" - Combien payez-vous de loyer par mois ? - Très cher." C'est la réponse qu'on obtient à chaque fois qu'on pose la question à des nouveaux commerçant·es de Lille, notamment dans le centre et dans le Vieux-Lille. Et pour celles et ceux qui mettent la clé sous la porte comme Canard Street ou qui connaissent des difficultés financières comme Grand Scène, le loyer revient constamment dans les causes citées.

"Faut-il attendre que les derniers commerçants indépendants désertent le centre-ville pour que les autorités réagissent enfin ?", réagit Juliette Sgarbi, la gérante de Coco Friendly et lanceuse d'une pétition sur Change.org, qui réclame un encadrement des loyers commerciaux. "Entre 2019 et 2025, mon loyer a augmenté 2000€ par mois, calcule la commerçante de la rue de la Vieille Comédie dans le Vieux-Lille. Je ne peux plus me dégager de salaire et 85% de mon chiffre d'affaires part dans les charges. Alors que proportionnellement dans ma boutique à Paris, le loyer est moins cher." Elle a bien tenté de faire baisser le prix auprès de son "propriétaire millionnaire" mais le refus est catégorique. Et comme on vous l'a dit, elle est loin d'être la seule dans ce cas-là.
Qui gère l'encadrement des loyers commerciaux ?

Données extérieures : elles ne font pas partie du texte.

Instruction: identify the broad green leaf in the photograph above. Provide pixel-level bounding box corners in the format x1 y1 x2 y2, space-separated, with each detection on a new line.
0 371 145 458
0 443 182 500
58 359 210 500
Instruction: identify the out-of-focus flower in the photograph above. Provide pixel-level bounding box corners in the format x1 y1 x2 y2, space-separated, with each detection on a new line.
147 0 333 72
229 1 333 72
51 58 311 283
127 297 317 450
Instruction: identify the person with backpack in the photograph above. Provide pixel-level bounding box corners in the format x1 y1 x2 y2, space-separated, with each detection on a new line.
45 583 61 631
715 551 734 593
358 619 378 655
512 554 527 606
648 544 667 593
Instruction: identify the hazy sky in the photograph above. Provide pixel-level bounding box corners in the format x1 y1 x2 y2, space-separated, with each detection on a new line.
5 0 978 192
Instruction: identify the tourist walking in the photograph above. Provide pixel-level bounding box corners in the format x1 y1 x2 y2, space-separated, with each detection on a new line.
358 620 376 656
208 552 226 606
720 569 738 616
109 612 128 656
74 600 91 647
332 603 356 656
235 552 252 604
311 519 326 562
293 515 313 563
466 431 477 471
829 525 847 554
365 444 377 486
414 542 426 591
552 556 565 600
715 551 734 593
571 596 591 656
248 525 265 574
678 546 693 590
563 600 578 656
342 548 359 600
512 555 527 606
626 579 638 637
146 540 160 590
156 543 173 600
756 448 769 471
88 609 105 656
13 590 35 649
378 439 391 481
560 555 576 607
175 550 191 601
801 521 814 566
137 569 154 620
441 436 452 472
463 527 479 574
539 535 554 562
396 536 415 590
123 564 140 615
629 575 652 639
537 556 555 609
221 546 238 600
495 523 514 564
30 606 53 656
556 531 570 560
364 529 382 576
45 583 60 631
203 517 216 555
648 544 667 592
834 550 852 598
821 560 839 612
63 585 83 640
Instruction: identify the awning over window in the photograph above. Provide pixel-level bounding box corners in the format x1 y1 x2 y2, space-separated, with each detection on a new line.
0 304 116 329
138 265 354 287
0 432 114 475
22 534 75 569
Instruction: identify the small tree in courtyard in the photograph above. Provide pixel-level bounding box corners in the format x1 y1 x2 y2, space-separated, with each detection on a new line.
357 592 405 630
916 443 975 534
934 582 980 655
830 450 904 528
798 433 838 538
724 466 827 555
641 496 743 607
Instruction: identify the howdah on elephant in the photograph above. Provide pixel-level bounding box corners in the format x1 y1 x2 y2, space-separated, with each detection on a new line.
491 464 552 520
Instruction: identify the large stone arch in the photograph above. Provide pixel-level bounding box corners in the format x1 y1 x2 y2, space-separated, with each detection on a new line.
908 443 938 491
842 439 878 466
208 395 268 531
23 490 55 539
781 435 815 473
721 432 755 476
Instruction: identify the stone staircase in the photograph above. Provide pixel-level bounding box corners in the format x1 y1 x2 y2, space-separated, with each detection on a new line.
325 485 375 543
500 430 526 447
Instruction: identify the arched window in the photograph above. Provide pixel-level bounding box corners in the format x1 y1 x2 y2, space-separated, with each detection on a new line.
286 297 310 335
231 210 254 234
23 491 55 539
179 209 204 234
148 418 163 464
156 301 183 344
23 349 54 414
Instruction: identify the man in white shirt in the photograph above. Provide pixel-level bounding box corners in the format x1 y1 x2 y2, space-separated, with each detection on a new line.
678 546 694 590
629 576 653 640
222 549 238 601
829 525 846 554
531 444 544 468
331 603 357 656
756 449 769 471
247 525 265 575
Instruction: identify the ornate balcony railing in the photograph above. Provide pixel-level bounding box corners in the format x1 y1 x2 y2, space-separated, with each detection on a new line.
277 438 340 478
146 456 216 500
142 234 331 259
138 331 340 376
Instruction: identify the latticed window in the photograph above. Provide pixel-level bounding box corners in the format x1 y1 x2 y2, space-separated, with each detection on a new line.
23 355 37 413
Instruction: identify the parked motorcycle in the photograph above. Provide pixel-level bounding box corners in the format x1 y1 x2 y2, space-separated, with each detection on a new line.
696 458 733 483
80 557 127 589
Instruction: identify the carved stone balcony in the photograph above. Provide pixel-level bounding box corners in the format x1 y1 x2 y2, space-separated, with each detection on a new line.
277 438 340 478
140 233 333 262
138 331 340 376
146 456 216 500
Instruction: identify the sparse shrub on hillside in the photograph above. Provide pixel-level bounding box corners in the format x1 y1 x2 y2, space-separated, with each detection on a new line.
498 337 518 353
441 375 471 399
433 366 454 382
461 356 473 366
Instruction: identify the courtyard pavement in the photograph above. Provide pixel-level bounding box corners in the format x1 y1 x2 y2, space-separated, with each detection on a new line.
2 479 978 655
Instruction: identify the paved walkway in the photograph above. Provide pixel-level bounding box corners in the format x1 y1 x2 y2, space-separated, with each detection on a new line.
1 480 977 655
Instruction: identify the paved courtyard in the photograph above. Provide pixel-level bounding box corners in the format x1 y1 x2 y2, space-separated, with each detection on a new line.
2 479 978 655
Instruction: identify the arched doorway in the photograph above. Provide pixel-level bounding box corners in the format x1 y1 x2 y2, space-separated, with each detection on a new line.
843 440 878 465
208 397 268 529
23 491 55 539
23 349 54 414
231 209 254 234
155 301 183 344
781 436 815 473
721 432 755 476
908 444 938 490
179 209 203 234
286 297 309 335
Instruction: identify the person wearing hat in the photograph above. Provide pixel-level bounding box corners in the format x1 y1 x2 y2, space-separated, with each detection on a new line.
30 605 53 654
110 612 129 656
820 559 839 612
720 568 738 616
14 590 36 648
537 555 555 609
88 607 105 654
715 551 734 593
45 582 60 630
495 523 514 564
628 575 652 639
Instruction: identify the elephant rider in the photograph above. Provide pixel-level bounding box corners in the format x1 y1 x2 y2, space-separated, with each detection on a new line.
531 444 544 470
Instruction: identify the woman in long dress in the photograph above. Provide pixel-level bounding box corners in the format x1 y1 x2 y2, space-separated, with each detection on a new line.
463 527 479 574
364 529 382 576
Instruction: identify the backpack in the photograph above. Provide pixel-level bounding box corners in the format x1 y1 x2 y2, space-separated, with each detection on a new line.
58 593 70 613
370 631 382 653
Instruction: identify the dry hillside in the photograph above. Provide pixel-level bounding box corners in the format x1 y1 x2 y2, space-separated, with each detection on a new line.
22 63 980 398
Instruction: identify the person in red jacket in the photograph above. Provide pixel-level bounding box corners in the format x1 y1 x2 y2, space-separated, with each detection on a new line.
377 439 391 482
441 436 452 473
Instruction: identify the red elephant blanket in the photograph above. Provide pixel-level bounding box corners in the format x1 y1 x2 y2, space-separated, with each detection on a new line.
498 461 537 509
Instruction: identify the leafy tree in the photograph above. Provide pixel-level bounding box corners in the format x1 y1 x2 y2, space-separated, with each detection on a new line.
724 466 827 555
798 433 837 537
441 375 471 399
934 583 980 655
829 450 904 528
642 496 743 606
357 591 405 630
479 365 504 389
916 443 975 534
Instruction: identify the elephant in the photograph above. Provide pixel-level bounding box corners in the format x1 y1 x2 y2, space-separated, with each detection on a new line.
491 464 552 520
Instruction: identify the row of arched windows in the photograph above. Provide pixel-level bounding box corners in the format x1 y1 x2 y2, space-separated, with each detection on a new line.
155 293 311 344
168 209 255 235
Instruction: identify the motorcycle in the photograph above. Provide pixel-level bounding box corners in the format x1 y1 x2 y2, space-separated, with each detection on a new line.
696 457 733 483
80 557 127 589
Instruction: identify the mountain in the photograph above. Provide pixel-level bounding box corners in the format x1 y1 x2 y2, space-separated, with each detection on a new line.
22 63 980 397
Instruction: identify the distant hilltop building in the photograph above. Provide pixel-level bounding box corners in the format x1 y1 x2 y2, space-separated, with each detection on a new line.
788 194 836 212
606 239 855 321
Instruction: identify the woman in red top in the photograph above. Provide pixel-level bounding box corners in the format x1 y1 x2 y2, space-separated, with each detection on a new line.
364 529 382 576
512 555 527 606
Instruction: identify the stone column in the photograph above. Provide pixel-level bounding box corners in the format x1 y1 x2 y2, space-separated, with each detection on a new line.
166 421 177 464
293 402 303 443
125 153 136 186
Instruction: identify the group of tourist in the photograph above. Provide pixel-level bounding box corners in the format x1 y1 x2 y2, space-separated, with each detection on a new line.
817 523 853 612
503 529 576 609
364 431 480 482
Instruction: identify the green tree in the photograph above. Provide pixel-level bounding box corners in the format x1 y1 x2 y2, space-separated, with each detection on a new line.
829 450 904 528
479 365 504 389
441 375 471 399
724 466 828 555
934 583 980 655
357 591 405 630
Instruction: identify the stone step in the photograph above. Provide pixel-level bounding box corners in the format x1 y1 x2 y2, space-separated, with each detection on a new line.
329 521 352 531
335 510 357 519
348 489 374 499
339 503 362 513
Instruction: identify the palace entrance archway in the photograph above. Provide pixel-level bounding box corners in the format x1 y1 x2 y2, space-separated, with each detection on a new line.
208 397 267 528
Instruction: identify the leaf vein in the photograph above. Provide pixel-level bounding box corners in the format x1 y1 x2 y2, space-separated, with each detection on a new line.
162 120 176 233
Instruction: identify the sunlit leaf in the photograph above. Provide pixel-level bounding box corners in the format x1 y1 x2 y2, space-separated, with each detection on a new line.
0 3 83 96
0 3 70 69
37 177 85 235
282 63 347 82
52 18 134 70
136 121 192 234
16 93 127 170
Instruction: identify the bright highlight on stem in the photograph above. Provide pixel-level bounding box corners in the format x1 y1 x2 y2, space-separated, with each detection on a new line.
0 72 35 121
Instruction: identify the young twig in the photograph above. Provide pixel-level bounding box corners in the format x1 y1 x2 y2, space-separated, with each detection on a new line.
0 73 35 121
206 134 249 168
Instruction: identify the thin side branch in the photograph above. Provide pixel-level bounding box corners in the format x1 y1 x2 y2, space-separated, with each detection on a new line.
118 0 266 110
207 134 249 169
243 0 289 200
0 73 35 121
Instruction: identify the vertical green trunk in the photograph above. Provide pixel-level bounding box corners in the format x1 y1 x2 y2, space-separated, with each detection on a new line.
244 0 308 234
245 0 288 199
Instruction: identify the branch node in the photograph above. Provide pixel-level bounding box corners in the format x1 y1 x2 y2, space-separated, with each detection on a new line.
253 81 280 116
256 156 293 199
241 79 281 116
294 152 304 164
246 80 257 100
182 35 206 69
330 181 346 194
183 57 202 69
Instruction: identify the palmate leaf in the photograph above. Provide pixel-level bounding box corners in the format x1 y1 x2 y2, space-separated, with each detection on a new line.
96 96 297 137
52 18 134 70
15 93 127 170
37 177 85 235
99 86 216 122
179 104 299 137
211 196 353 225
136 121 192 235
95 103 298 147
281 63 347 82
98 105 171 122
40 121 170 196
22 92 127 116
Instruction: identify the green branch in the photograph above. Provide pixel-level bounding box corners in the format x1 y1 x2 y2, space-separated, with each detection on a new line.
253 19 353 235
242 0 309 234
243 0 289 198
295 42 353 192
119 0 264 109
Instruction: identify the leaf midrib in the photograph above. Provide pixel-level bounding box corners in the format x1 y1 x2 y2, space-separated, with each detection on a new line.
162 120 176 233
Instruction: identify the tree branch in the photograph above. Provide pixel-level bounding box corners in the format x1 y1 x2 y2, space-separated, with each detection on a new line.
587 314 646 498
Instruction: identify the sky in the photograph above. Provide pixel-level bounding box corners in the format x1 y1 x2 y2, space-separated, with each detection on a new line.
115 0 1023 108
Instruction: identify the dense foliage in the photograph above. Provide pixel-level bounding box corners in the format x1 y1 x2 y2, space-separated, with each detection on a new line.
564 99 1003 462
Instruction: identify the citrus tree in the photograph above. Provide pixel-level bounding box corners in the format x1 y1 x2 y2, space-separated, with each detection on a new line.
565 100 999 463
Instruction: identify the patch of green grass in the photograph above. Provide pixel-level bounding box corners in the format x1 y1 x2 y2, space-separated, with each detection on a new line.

Dans sa pétition adressée au maire de Lille Arnaud Deslandes, Juliette demande "de prendre des mesures concrètes pour encadrer les loyers commerciaux à Lille, et ainsi protéger l'économie locale, la diversité commerciale, et l'identité même de notre centre-ville." Pétition signée pour l'instant par un peu plus de 1040 personnes et soutenue par pas mal de ses congénères lillois·es.
Mais que peut faire la mairie sur le sujet ? Car comme pour l'encadrement des loyers d'habitation, celui des locaux commerciaux ne peut être mis en place que par voie législative. Donc portée par le gouvernement ou un·e député·e. "Il faut que la mairie continue de pousser le dossier et nous donne des informations sur où ça en est", souhaite Juliette.
Les tentatives fructueuses de la Ville de Lille
À savoir que la vacance commerciale était "le grand combat" de Martine Aubry, et que la mairie de Lille porte cette requête depuis 2017. En 2022, elle alertait la Première Ministre Élisabeth Borne, jugeant les loyers commerciaux "très élevés et déconnectés de la commercialité qui exigent un taux d'effort trop important de la part des commerçants et font de Lille l'une des villes les plus chères de France". Un débat devait être mené en mars 2025 pour lancer une expérimentation. Mais depuis, plus de son, plus d'image.
Alors la mairie tente d'agir à plus petite échelle, en attendant que les choses bougent. "On vient à la "reconquête" des étages pour en faire des habitations", commence Franck Hanoh, adjoint au maire en charge du commerce. Cela permettrait en effet de faire baisser certains loyers dont les étages sont inclus d'office, et parfois inutilisés et délabrés. Mais le cas par cas est loin de suffire.
La Ville a aussi essayé de parler aux gros propriétaires... sans succès. "Arnaud Deslandes a rencontré pas mal de propriétaires fonciers pour leur demander d'être moins gourmands. Il a reçu une fin de non-recevoir, indique l'adjoint au maire. C'est pour ça que la seule solution, c'est de légiférer."
Pour ça, Franck Hanoh déclare relancer le processus de demande d'expérimentation en septembre. "Ma seule peur, c'est que mon interlocuteur change encore", faisant référence aux quatre remaniements du gouvernement, rien que pour l'année 2024. Affaire à suivre.